An unexpected but not unprecedented miracle turns water into booze on board the Enterprise-D, and soon the entire crew is horny, depressed, or facing an awkward meeting with HR on Monday. After all this, Joe can’t see how this show becomes a hit, but Nathan thinks he can. Bottoms up, everyone!
Together at last for the first time, Joe and Nathan find themselves on Planet of the Horny but Unattractive White People, faced with a moral dilemma that wouldn’t challenge a slow-witted five-year-old. Ah, we have fun, don’t we?
Nothing to learn about gender politics this week as we visit Angel One, where large aggressive women lord it over their twinky male consorts, and Star Trek: The Next Generation finds plenty of exciting new ways to be as offensively sexist as possible. Could someone pass Gene a napkin, please?
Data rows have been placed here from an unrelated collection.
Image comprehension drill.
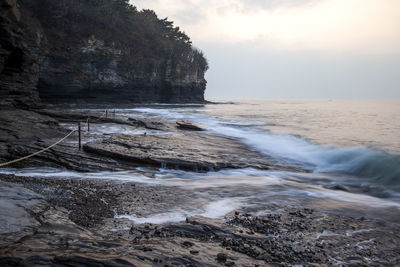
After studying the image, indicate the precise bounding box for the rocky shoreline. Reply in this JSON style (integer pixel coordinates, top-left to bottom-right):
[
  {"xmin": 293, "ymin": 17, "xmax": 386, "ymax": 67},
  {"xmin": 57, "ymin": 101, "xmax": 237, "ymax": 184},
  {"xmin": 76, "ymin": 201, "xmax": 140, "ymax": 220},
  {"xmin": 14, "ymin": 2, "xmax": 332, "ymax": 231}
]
[
  {"xmin": 0, "ymin": 175, "xmax": 400, "ymax": 266},
  {"xmin": 0, "ymin": 110, "xmax": 400, "ymax": 266}
]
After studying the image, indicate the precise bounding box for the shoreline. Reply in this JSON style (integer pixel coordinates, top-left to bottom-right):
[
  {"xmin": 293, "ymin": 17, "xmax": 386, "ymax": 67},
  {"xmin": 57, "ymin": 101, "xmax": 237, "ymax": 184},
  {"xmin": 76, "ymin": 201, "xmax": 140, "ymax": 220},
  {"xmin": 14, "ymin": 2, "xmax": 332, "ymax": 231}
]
[
  {"xmin": 0, "ymin": 110, "xmax": 400, "ymax": 266},
  {"xmin": 0, "ymin": 175, "xmax": 400, "ymax": 266}
]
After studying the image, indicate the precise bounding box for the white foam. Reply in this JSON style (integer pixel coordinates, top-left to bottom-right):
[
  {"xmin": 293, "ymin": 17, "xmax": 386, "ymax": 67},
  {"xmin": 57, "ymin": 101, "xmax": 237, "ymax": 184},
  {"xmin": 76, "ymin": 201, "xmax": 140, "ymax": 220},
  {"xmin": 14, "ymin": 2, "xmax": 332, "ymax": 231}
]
[{"xmin": 115, "ymin": 198, "xmax": 241, "ymax": 224}]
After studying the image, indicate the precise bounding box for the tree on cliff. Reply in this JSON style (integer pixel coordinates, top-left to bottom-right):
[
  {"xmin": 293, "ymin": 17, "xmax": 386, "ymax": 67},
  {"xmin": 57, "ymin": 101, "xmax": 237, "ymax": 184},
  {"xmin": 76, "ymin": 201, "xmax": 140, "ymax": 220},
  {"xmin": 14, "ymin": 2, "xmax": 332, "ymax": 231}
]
[{"xmin": 19, "ymin": 0, "xmax": 208, "ymax": 70}]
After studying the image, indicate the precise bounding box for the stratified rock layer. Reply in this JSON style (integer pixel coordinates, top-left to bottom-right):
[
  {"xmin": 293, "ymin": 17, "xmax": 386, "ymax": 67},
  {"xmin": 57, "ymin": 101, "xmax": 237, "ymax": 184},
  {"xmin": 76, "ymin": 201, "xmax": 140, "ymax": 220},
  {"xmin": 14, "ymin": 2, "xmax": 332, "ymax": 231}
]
[
  {"xmin": 0, "ymin": 0, "xmax": 40, "ymax": 108},
  {"xmin": 0, "ymin": 0, "xmax": 208, "ymax": 109}
]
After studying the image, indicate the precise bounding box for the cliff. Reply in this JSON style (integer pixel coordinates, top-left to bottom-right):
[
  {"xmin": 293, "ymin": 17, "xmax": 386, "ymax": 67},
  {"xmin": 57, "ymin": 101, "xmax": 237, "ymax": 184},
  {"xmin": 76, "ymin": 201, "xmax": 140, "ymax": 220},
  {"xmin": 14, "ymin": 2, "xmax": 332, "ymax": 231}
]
[
  {"xmin": 0, "ymin": 0, "xmax": 208, "ymax": 107},
  {"xmin": 0, "ymin": 0, "xmax": 40, "ymax": 108}
]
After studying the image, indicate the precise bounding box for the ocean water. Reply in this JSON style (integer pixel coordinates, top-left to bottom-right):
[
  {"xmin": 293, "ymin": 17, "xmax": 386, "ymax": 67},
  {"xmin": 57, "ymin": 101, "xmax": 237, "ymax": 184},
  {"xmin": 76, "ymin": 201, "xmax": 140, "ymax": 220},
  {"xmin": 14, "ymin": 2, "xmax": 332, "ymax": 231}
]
[{"xmin": 1, "ymin": 101, "xmax": 400, "ymax": 223}]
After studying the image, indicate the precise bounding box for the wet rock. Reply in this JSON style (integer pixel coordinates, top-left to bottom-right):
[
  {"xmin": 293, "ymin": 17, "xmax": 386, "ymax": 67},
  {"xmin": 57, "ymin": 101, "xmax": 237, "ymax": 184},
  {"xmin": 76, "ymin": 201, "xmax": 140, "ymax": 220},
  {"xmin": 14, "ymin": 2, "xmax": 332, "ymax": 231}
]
[
  {"xmin": 83, "ymin": 133, "xmax": 282, "ymax": 172},
  {"xmin": 176, "ymin": 121, "xmax": 203, "ymax": 131},
  {"xmin": 217, "ymin": 253, "xmax": 227, "ymax": 262}
]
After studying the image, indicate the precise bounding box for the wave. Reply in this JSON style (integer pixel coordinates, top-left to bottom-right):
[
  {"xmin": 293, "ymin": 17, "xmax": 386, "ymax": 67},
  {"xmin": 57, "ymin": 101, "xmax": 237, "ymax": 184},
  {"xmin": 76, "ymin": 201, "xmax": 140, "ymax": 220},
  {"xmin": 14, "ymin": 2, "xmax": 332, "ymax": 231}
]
[
  {"xmin": 129, "ymin": 108, "xmax": 400, "ymax": 186},
  {"xmin": 211, "ymin": 126, "xmax": 400, "ymax": 186}
]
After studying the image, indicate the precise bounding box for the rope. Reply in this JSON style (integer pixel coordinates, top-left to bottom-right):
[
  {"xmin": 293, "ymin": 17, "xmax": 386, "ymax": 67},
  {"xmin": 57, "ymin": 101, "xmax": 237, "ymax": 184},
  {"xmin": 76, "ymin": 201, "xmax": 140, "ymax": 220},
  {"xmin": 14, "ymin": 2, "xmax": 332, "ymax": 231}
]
[
  {"xmin": 0, "ymin": 130, "xmax": 77, "ymax": 167},
  {"xmin": 0, "ymin": 109, "xmax": 107, "ymax": 167},
  {"xmin": 92, "ymin": 109, "xmax": 107, "ymax": 122}
]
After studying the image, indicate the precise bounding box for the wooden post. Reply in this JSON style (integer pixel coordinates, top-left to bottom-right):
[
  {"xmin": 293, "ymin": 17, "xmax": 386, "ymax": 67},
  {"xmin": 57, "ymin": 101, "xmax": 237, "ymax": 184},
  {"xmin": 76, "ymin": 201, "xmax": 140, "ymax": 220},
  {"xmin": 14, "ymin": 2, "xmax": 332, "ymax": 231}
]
[{"xmin": 78, "ymin": 122, "xmax": 82, "ymax": 150}]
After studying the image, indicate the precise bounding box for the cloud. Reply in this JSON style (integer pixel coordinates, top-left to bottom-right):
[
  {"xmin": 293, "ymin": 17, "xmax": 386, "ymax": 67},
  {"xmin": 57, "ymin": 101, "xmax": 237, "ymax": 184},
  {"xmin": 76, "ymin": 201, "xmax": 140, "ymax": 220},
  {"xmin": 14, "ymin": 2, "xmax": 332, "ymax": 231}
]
[{"xmin": 134, "ymin": 0, "xmax": 400, "ymax": 53}]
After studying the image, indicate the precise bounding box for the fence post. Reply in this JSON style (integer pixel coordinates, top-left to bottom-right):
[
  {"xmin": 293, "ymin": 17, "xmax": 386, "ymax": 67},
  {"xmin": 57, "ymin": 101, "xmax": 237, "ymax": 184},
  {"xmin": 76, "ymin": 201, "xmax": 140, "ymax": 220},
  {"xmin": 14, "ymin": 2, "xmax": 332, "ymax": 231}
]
[{"xmin": 78, "ymin": 122, "xmax": 82, "ymax": 150}]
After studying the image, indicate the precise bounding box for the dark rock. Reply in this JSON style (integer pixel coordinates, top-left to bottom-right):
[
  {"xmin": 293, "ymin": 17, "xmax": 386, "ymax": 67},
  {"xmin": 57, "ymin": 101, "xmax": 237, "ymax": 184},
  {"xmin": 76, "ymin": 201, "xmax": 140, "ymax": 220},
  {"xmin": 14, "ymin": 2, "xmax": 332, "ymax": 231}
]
[
  {"xmin": 176, "ymin": 121, "xmax": 203, "ymax": 131},
  {"xmin": 217, "ymin": 253, "xmax": 227, "ymax": 262},
  {"xmin": 83, "ymin": 133, "xmax": 284, "ymax": 172}
]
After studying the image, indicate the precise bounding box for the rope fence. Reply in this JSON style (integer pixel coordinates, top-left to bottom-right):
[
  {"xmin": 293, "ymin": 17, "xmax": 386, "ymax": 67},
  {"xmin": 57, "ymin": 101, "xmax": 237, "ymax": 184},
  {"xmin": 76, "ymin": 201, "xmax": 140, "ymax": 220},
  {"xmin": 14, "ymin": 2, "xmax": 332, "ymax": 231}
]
[{"xmin": 0, "ymin": 109, "xmax": 115, "ymax": 167}]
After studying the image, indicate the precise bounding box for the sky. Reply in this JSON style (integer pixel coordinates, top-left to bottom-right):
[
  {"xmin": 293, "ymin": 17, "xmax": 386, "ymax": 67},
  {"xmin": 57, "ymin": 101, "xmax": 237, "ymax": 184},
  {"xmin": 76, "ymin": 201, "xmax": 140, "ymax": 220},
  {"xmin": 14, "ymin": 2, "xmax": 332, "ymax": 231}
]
[{"xmin": 131, "ymin": 0, "xmax": 400, "ymax": 100}]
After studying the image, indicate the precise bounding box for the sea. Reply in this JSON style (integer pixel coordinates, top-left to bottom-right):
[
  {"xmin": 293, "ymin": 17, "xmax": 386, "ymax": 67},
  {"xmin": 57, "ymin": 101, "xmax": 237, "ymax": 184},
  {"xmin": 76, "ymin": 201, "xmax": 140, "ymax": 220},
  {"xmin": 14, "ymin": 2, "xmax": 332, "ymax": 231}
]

Long before the invention of Ronald D Moore, the Klingons were simple souls who enjoyed brownface, poisoning grain, making lists of rules, and planting a bomb on the bridge of the Enterprise. But by 2364, the next generation of Klingons had embraced the wave of liberalism sweeping across the galaxy, all except for a few holdouts who refused to read the series bible and decided they would pass their time yelling and pointing guns at the warp core instead.
This week, we watch an dreadful hour of Star Trek — cheap, mawkish and absolutely absurd — but we end up enjoying ourselves enormously. Have we found a fatal flaw at the entire heart of the Untitled Star Trek Project?